Renungan Sabtu Malam: Belajar dan Diberi Pelajaran

Contemplate nature : Stock Photo

Tulisan ini dibuat sebagai buah perenungan dan evaluasi diri. Berawal dari sekedar introspeksi: “Sudah sejauh mana diri ini menjadi baik?”. Lantas sampailah pada kesimpulan sementara: “Kalaupun predikat baik masih jauh dari kenyataan, mungkin ada banyak hal yang belum dipahami dengan benar”. Dan untuk menjadi benar, kita perlu belajar, persis seperti yang kita lakukan sejak kecil. Belajar bicara, belajar berjalan, naik sepeda, membaca, menulis dan lainnya. Di tahap belajar inilah kita banyak bertanya “what?”. Apa ini, apa itu, ingin bisa ini, ingin bisa itu dan segudang tanya tentang berbagai hal yang ingin kita ketahui dan ingin kita capai. Tak heran bila pertanyaannya berlanjut dengan “how” alias bagaimana. Bagaimana caranya agar aku bisa menjadi “apa” yang aku inginkan. Maka kemudian kita menjalani proses belajar yang panjang dan penuh bimbingan orang tua, sanak saudara, para guru hingga mencapai usia matang, katakanlah di saat pubertas/ akil baligh.
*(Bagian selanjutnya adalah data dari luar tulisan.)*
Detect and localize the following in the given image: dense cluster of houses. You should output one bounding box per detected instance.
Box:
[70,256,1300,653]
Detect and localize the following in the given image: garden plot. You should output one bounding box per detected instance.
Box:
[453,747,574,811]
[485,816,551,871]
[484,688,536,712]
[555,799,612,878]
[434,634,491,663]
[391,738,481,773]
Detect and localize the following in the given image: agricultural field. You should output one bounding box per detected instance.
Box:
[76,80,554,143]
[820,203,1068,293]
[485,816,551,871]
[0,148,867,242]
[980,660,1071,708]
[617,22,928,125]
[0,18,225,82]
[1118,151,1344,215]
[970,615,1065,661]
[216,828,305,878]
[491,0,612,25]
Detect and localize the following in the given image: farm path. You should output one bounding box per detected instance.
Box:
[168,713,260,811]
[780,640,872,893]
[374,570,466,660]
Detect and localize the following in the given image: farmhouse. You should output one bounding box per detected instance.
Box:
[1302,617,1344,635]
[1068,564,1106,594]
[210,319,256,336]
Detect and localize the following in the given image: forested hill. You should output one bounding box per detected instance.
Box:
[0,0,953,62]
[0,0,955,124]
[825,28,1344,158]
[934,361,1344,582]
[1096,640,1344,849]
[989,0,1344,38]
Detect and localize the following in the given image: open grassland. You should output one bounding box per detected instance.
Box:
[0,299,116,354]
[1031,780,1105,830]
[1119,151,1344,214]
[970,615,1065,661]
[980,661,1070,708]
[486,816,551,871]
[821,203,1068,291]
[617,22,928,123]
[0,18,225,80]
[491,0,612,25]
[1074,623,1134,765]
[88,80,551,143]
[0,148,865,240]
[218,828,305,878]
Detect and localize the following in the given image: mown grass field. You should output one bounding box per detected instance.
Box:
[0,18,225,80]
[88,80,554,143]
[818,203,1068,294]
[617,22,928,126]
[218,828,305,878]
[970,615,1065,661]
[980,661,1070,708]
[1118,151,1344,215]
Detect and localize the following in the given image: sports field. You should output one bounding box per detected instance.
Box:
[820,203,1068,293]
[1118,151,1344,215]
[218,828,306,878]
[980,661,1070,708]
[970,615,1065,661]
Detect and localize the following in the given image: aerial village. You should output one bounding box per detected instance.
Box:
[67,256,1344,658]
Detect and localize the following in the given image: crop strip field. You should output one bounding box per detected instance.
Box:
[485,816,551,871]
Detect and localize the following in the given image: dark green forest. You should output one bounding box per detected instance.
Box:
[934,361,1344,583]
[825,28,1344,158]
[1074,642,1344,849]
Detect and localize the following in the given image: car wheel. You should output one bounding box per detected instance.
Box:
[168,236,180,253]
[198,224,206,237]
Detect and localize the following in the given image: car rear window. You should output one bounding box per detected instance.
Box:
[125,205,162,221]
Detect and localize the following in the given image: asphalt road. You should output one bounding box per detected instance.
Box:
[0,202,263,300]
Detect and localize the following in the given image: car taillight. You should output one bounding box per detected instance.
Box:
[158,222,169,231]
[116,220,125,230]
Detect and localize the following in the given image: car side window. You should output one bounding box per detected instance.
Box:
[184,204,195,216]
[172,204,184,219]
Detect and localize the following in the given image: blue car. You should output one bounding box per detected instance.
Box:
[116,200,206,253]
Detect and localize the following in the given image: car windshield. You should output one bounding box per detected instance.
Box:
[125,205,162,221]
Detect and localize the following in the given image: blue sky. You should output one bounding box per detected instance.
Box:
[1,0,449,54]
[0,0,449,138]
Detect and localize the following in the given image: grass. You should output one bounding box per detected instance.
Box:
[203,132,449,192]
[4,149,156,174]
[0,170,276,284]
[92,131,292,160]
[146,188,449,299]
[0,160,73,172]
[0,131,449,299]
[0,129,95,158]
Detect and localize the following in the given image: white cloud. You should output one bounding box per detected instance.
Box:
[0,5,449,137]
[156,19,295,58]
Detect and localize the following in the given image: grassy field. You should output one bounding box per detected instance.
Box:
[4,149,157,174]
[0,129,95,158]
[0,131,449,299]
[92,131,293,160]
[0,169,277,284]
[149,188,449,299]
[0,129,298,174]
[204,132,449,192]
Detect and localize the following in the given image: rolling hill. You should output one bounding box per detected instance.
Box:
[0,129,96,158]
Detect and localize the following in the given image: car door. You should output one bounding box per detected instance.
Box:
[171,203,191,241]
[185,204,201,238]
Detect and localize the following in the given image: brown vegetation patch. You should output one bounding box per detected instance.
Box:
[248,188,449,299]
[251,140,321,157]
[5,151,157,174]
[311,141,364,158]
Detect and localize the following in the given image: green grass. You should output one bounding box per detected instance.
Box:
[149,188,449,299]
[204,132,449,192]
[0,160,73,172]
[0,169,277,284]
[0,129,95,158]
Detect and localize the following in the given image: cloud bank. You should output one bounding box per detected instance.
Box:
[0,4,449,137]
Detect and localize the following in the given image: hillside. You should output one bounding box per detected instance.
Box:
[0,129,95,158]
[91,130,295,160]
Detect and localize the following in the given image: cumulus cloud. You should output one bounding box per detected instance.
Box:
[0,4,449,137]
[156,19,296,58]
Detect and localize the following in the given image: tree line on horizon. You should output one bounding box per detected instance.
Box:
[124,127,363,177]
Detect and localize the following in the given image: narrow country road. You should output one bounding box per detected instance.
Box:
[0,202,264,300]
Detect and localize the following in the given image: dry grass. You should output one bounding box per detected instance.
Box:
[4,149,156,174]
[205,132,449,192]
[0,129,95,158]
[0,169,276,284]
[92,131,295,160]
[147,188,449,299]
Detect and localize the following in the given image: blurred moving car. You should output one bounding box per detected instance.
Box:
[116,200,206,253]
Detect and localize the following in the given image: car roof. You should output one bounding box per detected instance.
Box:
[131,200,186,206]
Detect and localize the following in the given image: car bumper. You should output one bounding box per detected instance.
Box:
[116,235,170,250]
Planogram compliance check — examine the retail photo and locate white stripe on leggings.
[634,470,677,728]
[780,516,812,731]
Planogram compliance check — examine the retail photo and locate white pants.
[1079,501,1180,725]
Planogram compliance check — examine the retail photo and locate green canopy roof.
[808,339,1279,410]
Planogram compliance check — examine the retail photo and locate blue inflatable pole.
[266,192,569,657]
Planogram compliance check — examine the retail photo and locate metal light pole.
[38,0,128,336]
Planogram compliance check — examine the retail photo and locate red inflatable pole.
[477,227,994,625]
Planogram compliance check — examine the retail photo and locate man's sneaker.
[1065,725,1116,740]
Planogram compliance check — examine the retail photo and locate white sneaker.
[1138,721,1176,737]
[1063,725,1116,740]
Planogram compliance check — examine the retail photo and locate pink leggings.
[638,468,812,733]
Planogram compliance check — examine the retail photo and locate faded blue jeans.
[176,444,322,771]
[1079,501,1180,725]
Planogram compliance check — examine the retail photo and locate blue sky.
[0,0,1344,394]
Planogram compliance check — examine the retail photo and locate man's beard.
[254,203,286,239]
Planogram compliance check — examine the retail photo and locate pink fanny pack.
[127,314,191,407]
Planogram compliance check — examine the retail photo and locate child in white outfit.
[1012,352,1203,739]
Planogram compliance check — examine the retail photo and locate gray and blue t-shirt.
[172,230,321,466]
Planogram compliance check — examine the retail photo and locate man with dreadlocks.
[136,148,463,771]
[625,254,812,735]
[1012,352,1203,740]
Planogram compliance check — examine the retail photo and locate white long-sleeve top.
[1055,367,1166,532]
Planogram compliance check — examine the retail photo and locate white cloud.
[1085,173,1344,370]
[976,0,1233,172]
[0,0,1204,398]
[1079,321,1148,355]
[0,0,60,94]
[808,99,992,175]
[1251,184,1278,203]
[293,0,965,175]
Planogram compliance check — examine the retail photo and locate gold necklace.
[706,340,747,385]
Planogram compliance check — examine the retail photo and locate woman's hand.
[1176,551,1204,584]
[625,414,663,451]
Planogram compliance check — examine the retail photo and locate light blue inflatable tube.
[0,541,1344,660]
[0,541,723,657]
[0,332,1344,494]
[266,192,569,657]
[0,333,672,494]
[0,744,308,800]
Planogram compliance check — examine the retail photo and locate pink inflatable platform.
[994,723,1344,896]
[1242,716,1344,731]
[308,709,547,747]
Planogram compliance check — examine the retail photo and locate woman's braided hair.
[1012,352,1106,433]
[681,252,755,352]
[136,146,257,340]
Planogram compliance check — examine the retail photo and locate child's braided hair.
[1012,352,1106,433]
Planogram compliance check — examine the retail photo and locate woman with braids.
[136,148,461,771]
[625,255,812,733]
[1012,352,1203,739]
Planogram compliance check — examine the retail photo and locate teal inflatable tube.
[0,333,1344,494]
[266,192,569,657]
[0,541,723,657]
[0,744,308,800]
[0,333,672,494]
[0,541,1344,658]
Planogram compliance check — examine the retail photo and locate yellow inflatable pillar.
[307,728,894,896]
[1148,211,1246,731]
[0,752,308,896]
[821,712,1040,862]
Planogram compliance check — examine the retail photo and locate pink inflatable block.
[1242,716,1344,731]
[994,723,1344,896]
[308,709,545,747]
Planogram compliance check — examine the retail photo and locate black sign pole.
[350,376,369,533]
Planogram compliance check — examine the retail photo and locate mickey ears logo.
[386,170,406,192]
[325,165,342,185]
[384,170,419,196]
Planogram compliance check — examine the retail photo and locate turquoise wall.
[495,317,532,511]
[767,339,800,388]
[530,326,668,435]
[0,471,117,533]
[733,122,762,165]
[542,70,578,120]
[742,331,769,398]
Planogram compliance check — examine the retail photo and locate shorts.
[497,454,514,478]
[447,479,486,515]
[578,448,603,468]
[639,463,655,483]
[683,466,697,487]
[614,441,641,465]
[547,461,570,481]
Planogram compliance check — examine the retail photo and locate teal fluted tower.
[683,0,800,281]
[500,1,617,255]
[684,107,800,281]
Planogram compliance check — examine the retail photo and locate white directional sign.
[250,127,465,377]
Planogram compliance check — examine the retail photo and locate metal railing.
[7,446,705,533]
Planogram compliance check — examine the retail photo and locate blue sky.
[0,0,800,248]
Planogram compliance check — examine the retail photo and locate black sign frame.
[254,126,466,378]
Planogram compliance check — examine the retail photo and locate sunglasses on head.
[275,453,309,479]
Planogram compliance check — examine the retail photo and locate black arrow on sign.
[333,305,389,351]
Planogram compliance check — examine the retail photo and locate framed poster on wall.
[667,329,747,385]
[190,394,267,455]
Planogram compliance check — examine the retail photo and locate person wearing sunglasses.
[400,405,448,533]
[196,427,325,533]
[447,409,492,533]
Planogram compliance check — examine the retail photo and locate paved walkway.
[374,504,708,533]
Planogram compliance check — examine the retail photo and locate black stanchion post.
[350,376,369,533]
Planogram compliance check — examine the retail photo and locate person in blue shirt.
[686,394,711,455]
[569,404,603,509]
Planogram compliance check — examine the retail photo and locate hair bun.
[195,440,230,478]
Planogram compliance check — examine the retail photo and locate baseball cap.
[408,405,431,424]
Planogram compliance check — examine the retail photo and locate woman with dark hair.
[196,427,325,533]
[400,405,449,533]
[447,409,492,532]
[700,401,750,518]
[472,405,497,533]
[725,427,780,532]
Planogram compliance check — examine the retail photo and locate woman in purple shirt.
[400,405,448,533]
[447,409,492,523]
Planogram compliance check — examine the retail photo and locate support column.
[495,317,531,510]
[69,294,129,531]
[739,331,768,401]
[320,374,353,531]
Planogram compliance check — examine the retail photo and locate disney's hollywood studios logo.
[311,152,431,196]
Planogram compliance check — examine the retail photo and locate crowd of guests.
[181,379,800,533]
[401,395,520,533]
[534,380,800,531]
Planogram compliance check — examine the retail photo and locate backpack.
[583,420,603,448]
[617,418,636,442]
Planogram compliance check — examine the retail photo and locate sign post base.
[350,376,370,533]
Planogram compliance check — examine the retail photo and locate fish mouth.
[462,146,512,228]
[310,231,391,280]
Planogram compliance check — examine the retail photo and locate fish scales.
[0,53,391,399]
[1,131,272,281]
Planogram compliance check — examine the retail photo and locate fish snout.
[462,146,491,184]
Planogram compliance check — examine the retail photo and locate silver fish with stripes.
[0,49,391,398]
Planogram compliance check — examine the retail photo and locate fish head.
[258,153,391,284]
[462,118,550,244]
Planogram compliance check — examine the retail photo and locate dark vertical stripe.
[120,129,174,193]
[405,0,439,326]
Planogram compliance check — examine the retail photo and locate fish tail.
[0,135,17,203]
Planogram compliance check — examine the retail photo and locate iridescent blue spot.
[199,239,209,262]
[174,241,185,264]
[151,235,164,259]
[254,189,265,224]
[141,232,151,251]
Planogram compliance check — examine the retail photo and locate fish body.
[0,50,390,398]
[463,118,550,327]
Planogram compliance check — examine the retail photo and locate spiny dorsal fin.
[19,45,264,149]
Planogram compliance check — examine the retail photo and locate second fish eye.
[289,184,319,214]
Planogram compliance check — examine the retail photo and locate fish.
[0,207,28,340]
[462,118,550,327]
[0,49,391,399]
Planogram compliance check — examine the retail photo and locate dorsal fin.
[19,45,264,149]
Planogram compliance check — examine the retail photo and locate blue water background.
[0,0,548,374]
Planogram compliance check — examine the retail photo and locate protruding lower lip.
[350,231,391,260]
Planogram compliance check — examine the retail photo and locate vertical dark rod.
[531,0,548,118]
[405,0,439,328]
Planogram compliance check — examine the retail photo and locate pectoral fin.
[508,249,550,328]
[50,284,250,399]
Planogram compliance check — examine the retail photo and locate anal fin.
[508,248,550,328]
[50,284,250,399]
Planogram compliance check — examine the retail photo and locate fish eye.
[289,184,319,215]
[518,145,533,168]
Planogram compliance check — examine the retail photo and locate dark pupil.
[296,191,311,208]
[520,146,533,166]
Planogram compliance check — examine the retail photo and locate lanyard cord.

Di masa dewasa, proses belajar sebenarnya masih berlanjut dan bahkan tidak boleh berhenti. Namun, karena sudah ‘dilepas’ ke alam kemandirian, bimbingan yang tercurah di masa kanak-kanak sudah hampir tidak ada lagi, terganti dengan beban tanggung jawab dan mawas diri. Maka maklum saja, bila di usia dewasa ini kegagalan dan jebakan-jebakan kehidupan mulai mengintai. Bila anak kecil sering terjatuh saat belajar berjalan atau bersepeda, maka manusia dewasa pun kerap tersandung pula; oleh ujian. Inilah tahap pembelajaran. Dengan kata lain, dalam fase kehidupan mandiri ini, kita diberi pelajaran dari pengalaman diri sendiri maupin orang lain, baik yang sukses maupun yang gagal.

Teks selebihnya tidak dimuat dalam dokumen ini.